Louisville officials want state, federal help to end tolls on Ohio River bridges
Louisville Metro officials are calling foul after Kentucky Gov. Andy Beshear signed an agreement with his Ohio counterpart last month on a new, toll-free bridge between Covington, Ky. and Cincinnati.
Metro Council members have advanced a bipartisan resolution calling on Beshear, as well as Indiana Gov. Eric Holcomb, to eliminate tolls on three bridges connecting Louisville to Southern Indiana. The resolution strikes a similar tone to comments made by Mayor Greg Fischer last month. In a video posted to Twitter, Fischer said state officials are hoping to leverage money from the federal Infrastructure Investment and Jobs Act to fund the Brent Spence companion bridge in Cincinnati. And he says it’s only fair they try to direct some federal funds to the Ohio River Bridges Project, too.
“We can take the burden off of the hard-working families here and businesses in Louisville and Southern Indiana,” Fischer said. “They certainly deserve that.”
The Metro Council resolution passed out of the Public Works Committee last week by a 6-1 vote. At the meeting, District 19 Council Member Anthony Piagentini, who leads the Republican caucus, said there is “complete bipartisan support” for trying to eliminate bridge tolls using federal funding.
The tolled bridges connecting Louisville and Southern Indiana were completed in 2016 without any federal dollars.
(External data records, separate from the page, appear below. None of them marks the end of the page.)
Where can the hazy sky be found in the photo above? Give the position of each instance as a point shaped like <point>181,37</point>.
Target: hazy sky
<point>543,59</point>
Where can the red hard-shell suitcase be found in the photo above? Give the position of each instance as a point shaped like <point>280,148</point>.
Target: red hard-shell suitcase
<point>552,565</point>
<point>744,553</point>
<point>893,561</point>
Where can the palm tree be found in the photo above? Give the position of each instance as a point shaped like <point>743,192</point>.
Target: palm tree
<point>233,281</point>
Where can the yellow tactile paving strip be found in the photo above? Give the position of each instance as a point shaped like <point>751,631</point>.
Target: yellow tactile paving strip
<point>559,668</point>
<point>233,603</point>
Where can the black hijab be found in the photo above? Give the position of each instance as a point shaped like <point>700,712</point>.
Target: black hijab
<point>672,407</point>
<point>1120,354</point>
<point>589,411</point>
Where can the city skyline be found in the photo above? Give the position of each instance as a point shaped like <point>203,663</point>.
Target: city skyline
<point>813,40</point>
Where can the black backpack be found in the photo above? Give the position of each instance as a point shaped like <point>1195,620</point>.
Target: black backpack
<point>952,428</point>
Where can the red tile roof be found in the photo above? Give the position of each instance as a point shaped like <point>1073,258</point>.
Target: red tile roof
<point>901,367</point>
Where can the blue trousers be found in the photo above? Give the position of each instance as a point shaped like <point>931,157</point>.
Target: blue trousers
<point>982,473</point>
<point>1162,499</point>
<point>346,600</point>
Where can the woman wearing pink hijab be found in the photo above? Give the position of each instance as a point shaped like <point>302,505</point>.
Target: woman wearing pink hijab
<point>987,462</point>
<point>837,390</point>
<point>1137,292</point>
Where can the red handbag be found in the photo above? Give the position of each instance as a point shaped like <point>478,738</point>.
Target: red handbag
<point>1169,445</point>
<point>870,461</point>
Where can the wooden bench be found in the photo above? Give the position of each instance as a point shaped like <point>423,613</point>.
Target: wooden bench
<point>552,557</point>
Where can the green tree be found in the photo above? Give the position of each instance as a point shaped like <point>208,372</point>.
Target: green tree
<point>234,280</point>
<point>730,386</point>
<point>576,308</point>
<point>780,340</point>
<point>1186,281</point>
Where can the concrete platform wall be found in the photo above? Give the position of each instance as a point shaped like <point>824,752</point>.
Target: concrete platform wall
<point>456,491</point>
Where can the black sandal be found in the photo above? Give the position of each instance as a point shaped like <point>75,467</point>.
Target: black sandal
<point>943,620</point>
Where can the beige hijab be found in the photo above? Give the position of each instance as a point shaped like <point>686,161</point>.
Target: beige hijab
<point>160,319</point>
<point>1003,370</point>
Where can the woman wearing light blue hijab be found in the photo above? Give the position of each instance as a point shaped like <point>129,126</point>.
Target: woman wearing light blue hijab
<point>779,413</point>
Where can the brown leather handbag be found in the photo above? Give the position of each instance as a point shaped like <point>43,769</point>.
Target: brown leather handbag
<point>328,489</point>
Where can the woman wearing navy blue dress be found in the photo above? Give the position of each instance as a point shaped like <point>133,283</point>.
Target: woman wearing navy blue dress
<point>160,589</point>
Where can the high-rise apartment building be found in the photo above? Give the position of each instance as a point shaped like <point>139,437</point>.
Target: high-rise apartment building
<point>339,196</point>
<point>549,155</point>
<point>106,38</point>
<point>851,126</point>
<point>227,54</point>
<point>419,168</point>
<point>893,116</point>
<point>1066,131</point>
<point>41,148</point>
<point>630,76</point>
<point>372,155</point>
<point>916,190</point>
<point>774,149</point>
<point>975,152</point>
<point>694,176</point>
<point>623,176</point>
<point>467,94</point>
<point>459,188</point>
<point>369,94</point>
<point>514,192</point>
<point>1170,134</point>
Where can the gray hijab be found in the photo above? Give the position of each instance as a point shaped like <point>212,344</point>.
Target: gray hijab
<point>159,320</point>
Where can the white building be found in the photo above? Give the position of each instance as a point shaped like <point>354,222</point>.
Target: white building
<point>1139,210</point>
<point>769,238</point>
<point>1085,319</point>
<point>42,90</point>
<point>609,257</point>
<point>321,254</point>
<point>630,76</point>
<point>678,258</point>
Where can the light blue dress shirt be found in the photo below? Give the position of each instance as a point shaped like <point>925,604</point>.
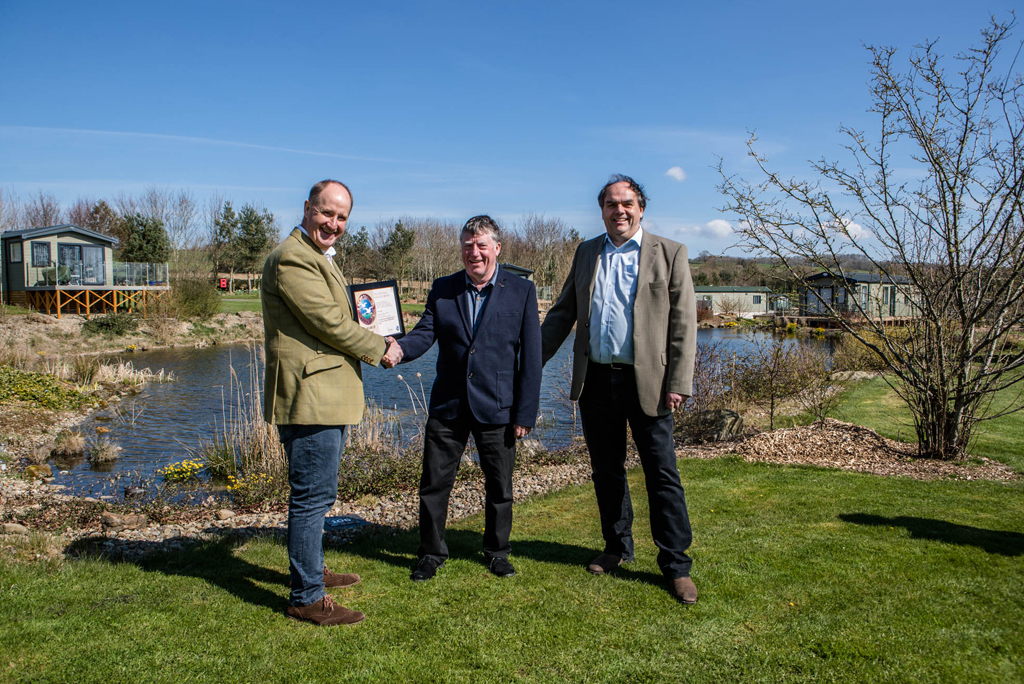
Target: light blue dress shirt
<point>477,299</point>
<point>611,305</point>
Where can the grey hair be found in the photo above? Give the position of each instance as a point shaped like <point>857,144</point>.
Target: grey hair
<point>482,225</point>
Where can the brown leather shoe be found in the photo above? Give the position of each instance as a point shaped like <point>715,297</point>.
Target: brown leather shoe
<point>604,563</point>
<point>684,590</point>
<point>339,580</point>
<point>325,612</point>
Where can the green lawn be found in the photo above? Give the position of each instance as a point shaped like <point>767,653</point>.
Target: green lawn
<point>233,304</point>
<point>873,404</point>
<point>805,574</point>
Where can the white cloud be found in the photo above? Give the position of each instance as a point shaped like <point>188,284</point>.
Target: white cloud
<point>850,228</point>
<point>719,227</point>
<point>677,173</point>
<point>716,228</point>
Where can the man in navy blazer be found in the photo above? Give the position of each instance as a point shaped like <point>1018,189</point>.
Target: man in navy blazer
<point>488,384</point>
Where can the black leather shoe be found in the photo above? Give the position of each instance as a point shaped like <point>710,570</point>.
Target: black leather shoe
<point>501,567</point>
<point>425,569</point>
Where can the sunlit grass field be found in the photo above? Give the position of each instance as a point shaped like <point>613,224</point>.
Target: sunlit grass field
<point>805,574</point>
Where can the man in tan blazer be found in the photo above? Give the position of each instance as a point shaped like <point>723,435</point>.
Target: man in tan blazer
<point>631,298</point>
<point>313,388</point>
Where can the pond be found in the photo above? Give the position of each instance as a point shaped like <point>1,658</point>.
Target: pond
<point>161,424</point>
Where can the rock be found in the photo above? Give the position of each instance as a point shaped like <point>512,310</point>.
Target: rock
<point>115,523</point>
<point>38,472</point>
<point>45,319</point>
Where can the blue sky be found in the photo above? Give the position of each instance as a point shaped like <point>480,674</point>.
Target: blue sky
<point>442,110</point>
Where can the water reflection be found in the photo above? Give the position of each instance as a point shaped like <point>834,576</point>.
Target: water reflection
<point>159,425</point>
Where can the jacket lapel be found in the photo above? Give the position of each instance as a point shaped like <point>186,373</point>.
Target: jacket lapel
<point>493,300</point>
<point>460,303</point>
<point>589,262</point>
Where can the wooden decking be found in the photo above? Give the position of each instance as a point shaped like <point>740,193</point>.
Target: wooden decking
<point>57,300</point>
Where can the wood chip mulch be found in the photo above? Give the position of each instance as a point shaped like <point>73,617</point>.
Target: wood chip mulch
<point>839,444</point>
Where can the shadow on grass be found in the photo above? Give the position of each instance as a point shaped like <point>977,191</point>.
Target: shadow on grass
<point>399,551</point>
<point>213,561</point>
<point>991,541</point>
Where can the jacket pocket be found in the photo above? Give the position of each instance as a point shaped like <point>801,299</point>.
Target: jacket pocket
<point>504,388</point>
<point>323,362</point>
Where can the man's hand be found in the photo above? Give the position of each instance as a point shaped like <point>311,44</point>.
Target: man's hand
<point>673,400</point>
<point>393,354</point>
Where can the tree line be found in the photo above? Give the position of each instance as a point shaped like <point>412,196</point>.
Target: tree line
<point>217,238</point>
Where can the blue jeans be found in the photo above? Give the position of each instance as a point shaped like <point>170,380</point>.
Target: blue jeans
<point>313,459</point>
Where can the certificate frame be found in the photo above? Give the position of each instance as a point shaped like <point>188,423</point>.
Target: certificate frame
<point>376,307</point>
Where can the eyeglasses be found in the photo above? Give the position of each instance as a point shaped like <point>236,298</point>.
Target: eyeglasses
<point>331,216</point>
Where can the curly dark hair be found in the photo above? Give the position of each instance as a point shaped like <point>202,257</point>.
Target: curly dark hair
<point>634,185</point>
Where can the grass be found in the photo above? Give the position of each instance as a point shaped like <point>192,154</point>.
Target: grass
<point>873,404</point>
<point>233,304</point>
<point>805,574</point>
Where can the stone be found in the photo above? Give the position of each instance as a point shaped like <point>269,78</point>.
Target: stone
<point>38,472</point>
<point>115,523</point>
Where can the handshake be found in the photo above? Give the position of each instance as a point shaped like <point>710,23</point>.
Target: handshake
<point>393,354</point>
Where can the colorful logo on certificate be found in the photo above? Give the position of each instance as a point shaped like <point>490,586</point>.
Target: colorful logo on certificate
<point>366,308</point>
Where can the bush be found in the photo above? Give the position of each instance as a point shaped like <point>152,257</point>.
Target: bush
<point>38,389</point>
<point>195,298</point>
<point>852,354</point>
<point>112,325</point>
<point>104,451</point>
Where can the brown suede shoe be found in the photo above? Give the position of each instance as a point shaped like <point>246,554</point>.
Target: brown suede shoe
<point>339,580</point>
<point>325,612</point>
<point>604,563</point>
<point>684,590</point>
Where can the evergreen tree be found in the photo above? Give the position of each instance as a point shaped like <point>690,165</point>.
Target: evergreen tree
<point>145,241</point>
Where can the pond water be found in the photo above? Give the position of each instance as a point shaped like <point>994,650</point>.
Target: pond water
<point>164,421</point>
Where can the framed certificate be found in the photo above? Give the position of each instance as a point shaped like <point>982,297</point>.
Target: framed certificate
<point>377,307</point>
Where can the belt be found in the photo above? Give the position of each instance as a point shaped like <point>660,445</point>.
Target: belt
<point>615,367</point>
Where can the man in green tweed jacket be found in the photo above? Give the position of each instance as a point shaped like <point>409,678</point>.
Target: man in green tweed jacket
<point>313,388</point>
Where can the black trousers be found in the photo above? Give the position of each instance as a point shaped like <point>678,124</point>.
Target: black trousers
<point>608,401</point>
<point>444,443</point>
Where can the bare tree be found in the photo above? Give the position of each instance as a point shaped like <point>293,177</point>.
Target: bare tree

It was the culmination of decades of planning and advocacy.
In order to pay for the bridges, residents are charged between $4.42 and $7.73 to cross the Abraham Lincoln Bridge, which connects downtown to Jeffersonville, Ind., and the Lewis and Clark Bridge, connecting the East End to Utica, Ind. Tolls are less for people with a prepaid Riverlink account, but the cost for everyone increases each summer. There are also tolls on the John F. Kennedy Memorial Bridge, which was built in 1963 and reconditioned as part of the project.
“This is crazy,” Piagentini said at the committee meeting. “Louisville would be getting penalized for taking the initiative, is the message this would send.”
By the end of 2020, area residents had paid roughly $386 million to travel across the three bridges, according to Riverlink’s 2020 annual progress report. The company estimates tolls will continue until at least 2053.
Council President David James, a Democrat, also spoke in support of the resolution during committee. James said he takes issue with Kentucky pushing for a fully-funded bridge in Northern Kentucky “while our citizens here are still paying tolls for bridges.”
“It didn’t seem quite right,” he said.
At a press conference earlier this month, Beshear said he is unsure whether paying off an existing bridges project will be an eligible use for the federal dollars. The U.S. Department of Transportation has yet to publish spending guidelines.
“We’re going to have to look at whether what Mayor Fischer is suggesting is even allowed,” he said.
Beshear also said Louisville Metro will likely have access to funding for airport, roads and sewer infrastructure under that bill, which smaller localities will miss out on.
The Metro Council resolution was amended last week to include a provision calling for “innovative financing or toll credits for future projects” in Louisville if the Ohio River Bridges project does not qualify for federal funding.
Despite bipartisan support, some council members are not in favor of ditching the current toll plan. District 26 representative Brent Ackerson, a Democrat, was the lone vote against the resolution in committee. He said local residents already know which bridges to take across the Ohio River to avoid paying tolls.
“We got what we needed and we have a plan in place to pay for those [bridges],” Ackerson said. “What’s great about the payment of those [bridges] is interstate trucking and interstate travel is helping to pay for those.”
Metro Council is currently taking a two-week break from public meetings. The resolution is likely to get a final vote at the next full council meeting in mid-April.